Over the years I’ve tweaked and adapted several visioning exercises that have helped me — and others, through workshops I’ve facilitated since 2009 — to create a clear picture of life goals and deepest dreams, personally and professionally.
Most approaches focus on mind exercises of some sort. My own are a mind-spirit mix adapted from MIT consultants and New Age gurus.
While those are important to the process, I’ve found that just as important is creating the right space — mindset and setting — so you can listen to your inner voice. A space that puts your mind at ease and body in balance, and opens your heart.
As poet William Blake expressed in The Marriage of Heaven and Hell (with a metaphor later borrowed by Aldous Huxley):
“If the doors of perception were cleansed every thing would appear to man as it is, Infinite. For man has closed himself up, till he sees all things thro’ narrow chinks of his cavern.”
My partner Amy Soucy — a yoga and mindfulness instructor and singer-songwriter — and I created what we think is a unique, profound way to both find your purpose and explore the creative process: by combining strategic visioning exercises with awareness-based practices (yoga and meditation) and community support.

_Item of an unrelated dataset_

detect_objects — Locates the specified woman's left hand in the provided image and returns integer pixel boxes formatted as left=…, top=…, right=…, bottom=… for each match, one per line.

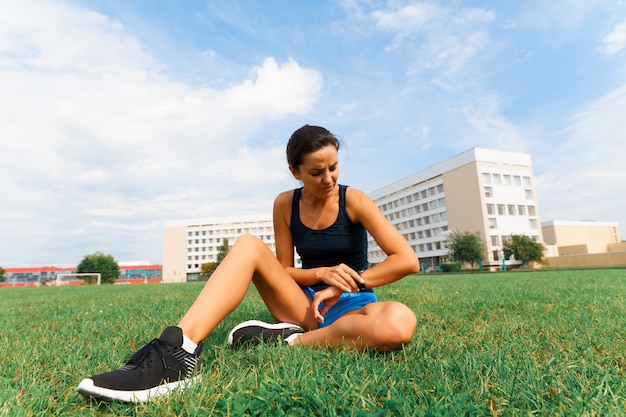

We also include silent, mindful nature walks, because it focuses the mind and — surprise! — hiking makes you happier.
Our intention with the Visioning for Change workshops has been to gather change-making creators of all stripes: social entrepreneurs, activists, nonprofit leaders, organizers, artists, educators and anyone willing to stand in the fires of change in order to create a better way for themselves and a better world for others.
Allison Scolla, who took one of our workshops in NYC, said it “gave me some great tools with which to work both during the workshop and to take home. Both Amy and Scott created a wonderful setting and energy that fostered an amazing mental-space for dreaming and visioning.”
Philosopher/psychonaut/ethnobotanist Terence McKenna said that the world is made of language. Other philosophers, sages and Buddhists believe ideas and thoughts become living entities, realities.
If language initiates reality, then the visioning process is simply coaxing sometimes unconscious thoughts into existence.
I’ve found this process to be… well, magical. I mean that in a poetic sense. It’s guided me consciously and subconsciously.
Over the years I’ve evolved from being simply a PR guy, to a writer, to a progressive (public interest) PR guy, to adding social entrepreneur and nonprofit leader to my bio and working towards social impact in a myriad of ways I never would have imagined: founding a social venture and a nonprofit, producing events, and creating workshops like Visioning for Change.
If we’re going to change the world for the better, we need more people to find their purpose. And act on it.